Review my thread pattern?

hmm … from the JavaDoc for flush()


         for (OutputStream stream : streams)
         {
            stream.write(buf);
            stream.flush();
            //((FileOutputStream) stream).getFD().sync();
            //((FileOutputStream) stream).getChannel().force(false);
         }

It seems you are right flush() does not block, while sync() and force(…) do.

Still, you can observe the dramatic performance degradation when doing concurrent file writes on HDDs.

It seems concurrently writing to files results in incredible fragmentation (making it hard to find new free clusters), which somehow remains the case after deletion of the files.

But you wouldn’t do these for every block of data you write. To use your example above, there are databases which don’t even bother to do this after every write. There are other ways of achieving data integrity, and for that matter these still don’t guarantee the data is actually written to the disk depending on the hardware.

I wasn’t disputing you were seeing this, just your comment about head-seek for every context-shift. It’d be interesting to see how this differs across filesystems and OS’s. For that matter, I assume you’ve tried the above benchmark with multiple threads as opposed to just multiple writes? I could understand why these two circumstances could be treated very differently in the underlying filesystem.

I don’t think anyone disputes that concurrent access harms throughput. The reasons why this are more likely to do with context switching overhead and buffer cache busting than any universal truths about physical properties of the HDD, since you can see the effect even on a SSD (though it seems to take more threads to do it).

Even putting aside I/O, there’s plenty of other reasons to avoid using threads unless you really need parallel execution on multiple cores (and most I/O doesn’t need it). Even then you should at least be using java.util.concurrent.

::slight_smile: The benchmark runs in a single thread and only uses a single 4K byte[].

Yes, I do! If you’d said “I don’t think anyone disputes that concurrent access harms throughput on some systems” maybe. I’ve no doubt of the results people have seen so far, but the whole thing is very dependent on the underlying OS and filesystem.

Eg. Riven’s benchmark on Linux with ext4

wrote 1 files of 512MB in 9 sec, total throughput: 56MB/sec wrote 2 files of 512MB in 16 sec, total throughput: 64MB/sec wrote 3 files of 512MB in 29 sec, total throughput: 51MB/sec wrote 4 files of 512MB in 39 sec, total throughput: 52MB/sec wrote 5 files of 512MB in 48 sec, total throughput: 50MB/sec wrote 6 files of 512MB in 57 sec, total throughput: 48MB/sec wrote 7 files of 512MB in 69 sec, total throughput: 49MB/sec wrote 8 files of 512MB in 78 sec, total throughput: 48MB/sec

That seems fairly consistent to me. Though my laptop HD is so slow to start with, I’m not sure it’s a fair benchmark! ;D

Not sure exactly what you’re getting at here, but there are plenty of good reasons to use Threads. While I/O is not necessarily one of them, I’m not sure unnecessarily serializing (synchronizing) your threading model for I/O is always justified either.

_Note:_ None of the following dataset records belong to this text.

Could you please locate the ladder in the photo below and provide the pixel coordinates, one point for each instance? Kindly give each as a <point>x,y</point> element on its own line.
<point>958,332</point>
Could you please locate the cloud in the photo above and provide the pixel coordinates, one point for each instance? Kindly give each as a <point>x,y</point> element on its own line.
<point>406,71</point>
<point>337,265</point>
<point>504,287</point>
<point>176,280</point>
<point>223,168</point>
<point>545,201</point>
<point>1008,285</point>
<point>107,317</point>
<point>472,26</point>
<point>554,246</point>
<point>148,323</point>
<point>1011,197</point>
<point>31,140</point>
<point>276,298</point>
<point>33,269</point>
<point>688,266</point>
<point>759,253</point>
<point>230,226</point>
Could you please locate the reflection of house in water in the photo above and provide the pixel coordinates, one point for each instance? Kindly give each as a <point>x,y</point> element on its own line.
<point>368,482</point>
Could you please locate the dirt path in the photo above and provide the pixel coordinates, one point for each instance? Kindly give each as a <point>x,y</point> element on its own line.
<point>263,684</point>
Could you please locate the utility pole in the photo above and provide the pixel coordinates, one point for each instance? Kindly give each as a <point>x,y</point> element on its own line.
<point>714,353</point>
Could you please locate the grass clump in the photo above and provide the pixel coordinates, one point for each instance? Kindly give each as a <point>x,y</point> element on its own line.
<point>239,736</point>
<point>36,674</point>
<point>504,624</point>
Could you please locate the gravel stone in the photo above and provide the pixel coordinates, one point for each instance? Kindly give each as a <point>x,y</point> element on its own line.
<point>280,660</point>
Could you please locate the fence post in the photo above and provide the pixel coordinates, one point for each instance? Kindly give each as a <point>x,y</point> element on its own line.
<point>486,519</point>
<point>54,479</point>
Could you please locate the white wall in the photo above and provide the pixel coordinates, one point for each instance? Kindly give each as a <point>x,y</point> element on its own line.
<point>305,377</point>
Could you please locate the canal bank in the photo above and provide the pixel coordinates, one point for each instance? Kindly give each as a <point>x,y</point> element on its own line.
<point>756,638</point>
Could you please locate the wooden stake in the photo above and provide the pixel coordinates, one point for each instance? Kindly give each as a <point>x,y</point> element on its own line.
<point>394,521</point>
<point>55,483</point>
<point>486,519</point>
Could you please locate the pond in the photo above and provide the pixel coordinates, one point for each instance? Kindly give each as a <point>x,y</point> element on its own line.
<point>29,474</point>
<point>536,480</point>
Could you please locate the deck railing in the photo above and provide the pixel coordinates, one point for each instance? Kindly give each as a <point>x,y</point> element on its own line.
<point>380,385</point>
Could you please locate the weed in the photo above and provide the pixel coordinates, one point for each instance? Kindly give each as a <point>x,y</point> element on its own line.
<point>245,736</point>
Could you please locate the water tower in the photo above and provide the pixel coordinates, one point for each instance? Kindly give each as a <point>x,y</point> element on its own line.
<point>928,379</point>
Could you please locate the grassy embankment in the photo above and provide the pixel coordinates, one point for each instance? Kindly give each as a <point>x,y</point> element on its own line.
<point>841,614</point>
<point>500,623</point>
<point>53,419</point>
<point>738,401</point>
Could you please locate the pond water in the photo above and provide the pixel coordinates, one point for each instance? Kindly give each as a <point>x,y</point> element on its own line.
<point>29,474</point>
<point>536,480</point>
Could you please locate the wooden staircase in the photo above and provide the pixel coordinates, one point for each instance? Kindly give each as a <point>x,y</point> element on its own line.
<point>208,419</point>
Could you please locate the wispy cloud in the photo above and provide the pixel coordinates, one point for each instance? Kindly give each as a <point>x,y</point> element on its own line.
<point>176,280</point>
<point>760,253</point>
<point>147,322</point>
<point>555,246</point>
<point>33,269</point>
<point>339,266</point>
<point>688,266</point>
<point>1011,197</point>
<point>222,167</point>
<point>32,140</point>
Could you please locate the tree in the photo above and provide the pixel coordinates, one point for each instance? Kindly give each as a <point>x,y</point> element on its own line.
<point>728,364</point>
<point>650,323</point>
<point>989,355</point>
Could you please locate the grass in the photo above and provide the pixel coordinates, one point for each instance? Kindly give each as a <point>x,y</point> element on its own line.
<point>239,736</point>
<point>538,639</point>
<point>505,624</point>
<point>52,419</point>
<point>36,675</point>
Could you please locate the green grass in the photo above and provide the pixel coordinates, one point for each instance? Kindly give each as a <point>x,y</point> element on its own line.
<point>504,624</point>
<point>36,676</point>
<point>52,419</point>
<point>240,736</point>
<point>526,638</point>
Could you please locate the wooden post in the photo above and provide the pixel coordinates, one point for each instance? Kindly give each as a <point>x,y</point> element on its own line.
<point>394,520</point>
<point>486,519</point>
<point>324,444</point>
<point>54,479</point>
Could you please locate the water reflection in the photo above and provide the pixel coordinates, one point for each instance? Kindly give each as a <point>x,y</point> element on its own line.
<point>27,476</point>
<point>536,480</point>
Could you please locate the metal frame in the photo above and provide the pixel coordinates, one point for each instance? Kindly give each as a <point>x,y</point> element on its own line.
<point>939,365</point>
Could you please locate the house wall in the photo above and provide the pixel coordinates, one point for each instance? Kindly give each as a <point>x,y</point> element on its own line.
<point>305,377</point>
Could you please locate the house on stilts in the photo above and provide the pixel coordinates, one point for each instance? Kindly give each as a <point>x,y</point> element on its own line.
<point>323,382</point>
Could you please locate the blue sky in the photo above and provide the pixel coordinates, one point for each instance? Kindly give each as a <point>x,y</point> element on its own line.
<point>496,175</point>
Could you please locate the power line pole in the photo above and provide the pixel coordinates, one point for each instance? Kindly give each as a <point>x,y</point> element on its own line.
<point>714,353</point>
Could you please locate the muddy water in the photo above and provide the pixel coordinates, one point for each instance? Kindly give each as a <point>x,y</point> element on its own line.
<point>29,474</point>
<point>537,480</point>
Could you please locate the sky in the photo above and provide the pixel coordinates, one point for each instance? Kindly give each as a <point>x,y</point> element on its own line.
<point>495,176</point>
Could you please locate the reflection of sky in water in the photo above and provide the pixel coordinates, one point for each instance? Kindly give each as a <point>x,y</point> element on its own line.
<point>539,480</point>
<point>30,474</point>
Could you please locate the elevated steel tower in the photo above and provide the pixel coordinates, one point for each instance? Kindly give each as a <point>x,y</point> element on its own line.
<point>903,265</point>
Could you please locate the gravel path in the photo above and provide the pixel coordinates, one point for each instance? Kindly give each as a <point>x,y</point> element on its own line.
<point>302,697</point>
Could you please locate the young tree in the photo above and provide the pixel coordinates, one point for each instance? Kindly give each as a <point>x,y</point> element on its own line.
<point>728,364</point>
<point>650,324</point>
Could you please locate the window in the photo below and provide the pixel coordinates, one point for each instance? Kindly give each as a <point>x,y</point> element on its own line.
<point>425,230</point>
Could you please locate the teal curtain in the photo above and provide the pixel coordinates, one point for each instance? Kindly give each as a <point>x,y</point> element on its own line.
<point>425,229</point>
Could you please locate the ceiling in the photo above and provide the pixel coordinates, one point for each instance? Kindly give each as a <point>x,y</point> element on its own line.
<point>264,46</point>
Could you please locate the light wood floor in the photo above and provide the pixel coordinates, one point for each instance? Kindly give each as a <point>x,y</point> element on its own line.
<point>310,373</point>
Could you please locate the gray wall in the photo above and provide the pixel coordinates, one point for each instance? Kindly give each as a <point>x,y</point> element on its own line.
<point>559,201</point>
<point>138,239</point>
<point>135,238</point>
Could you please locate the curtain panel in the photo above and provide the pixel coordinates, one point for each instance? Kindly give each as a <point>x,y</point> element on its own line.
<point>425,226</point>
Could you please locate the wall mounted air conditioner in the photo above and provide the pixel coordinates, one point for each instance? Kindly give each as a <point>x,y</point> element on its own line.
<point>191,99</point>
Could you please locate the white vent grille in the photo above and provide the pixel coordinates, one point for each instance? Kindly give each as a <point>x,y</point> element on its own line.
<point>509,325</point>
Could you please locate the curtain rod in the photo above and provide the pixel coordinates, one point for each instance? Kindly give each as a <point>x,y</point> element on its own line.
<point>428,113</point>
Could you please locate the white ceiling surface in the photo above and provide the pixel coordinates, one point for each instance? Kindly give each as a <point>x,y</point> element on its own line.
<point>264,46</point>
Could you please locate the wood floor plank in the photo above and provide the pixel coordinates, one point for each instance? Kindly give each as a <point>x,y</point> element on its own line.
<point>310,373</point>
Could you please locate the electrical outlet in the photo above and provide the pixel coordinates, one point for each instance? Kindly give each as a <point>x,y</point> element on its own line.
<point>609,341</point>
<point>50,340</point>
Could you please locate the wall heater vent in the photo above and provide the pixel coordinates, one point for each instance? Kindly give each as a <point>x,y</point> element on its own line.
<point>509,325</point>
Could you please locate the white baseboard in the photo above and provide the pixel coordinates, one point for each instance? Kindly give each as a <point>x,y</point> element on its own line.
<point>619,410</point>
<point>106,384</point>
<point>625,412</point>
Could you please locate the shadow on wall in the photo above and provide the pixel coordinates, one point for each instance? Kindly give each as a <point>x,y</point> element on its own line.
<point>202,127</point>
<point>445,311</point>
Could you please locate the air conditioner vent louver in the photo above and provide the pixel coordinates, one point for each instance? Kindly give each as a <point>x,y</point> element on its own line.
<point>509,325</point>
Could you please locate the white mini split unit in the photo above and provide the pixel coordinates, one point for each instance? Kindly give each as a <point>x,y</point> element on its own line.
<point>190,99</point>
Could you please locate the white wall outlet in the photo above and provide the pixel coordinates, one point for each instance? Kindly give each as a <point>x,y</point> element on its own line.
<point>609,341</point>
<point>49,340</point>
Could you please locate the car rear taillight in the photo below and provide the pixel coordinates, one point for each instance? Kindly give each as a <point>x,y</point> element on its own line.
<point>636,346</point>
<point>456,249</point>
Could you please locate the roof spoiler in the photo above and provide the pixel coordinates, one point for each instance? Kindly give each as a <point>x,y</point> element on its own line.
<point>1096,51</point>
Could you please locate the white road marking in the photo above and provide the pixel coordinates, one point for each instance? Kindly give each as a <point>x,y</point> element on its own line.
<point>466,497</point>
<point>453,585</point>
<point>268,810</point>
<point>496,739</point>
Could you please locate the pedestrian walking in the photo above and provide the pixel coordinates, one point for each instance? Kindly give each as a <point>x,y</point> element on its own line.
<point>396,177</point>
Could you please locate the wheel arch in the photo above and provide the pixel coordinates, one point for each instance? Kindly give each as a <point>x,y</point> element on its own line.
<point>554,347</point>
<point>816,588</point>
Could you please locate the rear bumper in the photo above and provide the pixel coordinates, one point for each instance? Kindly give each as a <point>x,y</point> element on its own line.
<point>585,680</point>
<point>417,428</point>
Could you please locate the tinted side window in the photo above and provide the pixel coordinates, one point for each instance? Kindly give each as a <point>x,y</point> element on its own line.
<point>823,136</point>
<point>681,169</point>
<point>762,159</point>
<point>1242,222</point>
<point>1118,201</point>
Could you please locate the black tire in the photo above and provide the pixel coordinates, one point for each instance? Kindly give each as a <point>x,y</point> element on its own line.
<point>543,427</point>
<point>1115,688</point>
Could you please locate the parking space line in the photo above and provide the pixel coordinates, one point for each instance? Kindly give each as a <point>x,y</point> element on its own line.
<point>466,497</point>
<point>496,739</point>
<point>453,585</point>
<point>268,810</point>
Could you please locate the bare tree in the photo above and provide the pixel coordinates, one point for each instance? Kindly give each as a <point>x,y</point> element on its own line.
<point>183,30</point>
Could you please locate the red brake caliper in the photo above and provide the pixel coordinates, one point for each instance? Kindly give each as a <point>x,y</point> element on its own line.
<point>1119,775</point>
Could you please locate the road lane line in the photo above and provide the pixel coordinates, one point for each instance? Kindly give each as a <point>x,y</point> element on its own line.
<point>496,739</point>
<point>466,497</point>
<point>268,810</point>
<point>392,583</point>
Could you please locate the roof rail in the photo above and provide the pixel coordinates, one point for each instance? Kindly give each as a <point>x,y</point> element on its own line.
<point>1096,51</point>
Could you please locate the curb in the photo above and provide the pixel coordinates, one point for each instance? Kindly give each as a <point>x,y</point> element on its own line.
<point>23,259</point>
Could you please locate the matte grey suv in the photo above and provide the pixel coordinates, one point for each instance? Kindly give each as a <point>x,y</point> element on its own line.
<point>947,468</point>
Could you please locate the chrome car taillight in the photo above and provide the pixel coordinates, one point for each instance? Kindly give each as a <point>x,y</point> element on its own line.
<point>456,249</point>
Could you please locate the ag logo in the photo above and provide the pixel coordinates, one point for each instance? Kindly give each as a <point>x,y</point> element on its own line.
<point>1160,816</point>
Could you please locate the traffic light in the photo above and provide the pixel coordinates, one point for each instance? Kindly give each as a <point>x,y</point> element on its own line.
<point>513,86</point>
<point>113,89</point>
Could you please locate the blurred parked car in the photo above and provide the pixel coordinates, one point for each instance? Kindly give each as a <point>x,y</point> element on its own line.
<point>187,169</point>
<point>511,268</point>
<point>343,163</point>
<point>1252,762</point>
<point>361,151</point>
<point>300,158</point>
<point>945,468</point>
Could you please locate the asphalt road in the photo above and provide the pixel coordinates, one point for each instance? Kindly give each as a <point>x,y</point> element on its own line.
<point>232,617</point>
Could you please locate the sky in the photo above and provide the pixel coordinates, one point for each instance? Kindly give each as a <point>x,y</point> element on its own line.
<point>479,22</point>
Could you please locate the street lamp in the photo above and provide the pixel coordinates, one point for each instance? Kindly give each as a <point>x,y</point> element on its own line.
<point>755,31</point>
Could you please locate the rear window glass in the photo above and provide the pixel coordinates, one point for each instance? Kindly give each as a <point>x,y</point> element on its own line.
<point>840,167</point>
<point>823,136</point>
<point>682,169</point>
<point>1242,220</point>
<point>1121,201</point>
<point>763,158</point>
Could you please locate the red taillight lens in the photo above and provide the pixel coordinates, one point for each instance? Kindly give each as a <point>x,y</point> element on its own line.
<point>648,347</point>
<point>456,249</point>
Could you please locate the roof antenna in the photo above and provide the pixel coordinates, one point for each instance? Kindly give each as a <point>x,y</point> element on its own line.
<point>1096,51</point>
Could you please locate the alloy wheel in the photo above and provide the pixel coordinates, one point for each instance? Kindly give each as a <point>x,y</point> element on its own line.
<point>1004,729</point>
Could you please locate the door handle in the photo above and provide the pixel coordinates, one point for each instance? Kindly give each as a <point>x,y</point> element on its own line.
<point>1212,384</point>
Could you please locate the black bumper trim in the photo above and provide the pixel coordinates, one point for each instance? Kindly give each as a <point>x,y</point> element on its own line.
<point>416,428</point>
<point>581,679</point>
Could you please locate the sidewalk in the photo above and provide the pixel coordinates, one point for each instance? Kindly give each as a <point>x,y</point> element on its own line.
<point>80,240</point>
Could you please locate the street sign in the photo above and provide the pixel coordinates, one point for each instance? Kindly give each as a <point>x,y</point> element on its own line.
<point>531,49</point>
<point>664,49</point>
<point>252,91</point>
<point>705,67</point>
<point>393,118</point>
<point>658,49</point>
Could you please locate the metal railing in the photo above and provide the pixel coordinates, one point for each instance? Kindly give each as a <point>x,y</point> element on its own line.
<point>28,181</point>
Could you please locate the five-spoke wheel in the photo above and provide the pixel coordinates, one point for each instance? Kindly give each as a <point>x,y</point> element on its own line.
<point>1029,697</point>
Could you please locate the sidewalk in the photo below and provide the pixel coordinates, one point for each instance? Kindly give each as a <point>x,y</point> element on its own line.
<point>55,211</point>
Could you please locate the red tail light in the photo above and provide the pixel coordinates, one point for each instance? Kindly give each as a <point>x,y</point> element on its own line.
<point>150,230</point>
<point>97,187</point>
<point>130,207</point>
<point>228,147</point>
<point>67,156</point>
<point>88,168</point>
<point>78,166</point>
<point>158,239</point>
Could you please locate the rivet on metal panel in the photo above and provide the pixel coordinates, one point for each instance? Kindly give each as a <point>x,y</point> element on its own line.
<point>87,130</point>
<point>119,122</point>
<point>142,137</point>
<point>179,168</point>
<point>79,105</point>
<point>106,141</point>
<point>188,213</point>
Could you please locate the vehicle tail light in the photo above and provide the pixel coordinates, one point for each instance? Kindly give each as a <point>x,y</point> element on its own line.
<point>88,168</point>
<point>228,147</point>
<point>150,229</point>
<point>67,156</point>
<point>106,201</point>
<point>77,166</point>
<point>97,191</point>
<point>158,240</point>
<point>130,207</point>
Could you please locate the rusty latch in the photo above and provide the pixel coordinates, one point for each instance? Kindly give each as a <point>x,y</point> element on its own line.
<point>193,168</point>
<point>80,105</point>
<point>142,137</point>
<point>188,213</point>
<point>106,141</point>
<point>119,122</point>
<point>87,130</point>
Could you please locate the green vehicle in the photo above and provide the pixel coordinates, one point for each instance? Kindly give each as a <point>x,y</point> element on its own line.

… just off to delete all them tmp files before I forget they’re there and wonder why my disk has shrunk. ::slight_smile:

Sounds like you’re measuring burst latency then. The valuable lesson we learned in that case how badly HDD makers lie. :slight_smile:

Interesting stuff, didn’t realize it could be simply NTFS being crappy at concurrent access.

Then again, maybe EXT4 is just always slow :slight_smile:

Can we assume FileOutputStream.close() sync’s to the storage device?

If so, then my benchmark still stands :persecutioncomplex:

ext4 can be pretty zippy but it depends on how you tune it. Out of the box settings tend to be paranoid and use synchronous journaling, and on a laptop it’s probably a good idea to keep it that way.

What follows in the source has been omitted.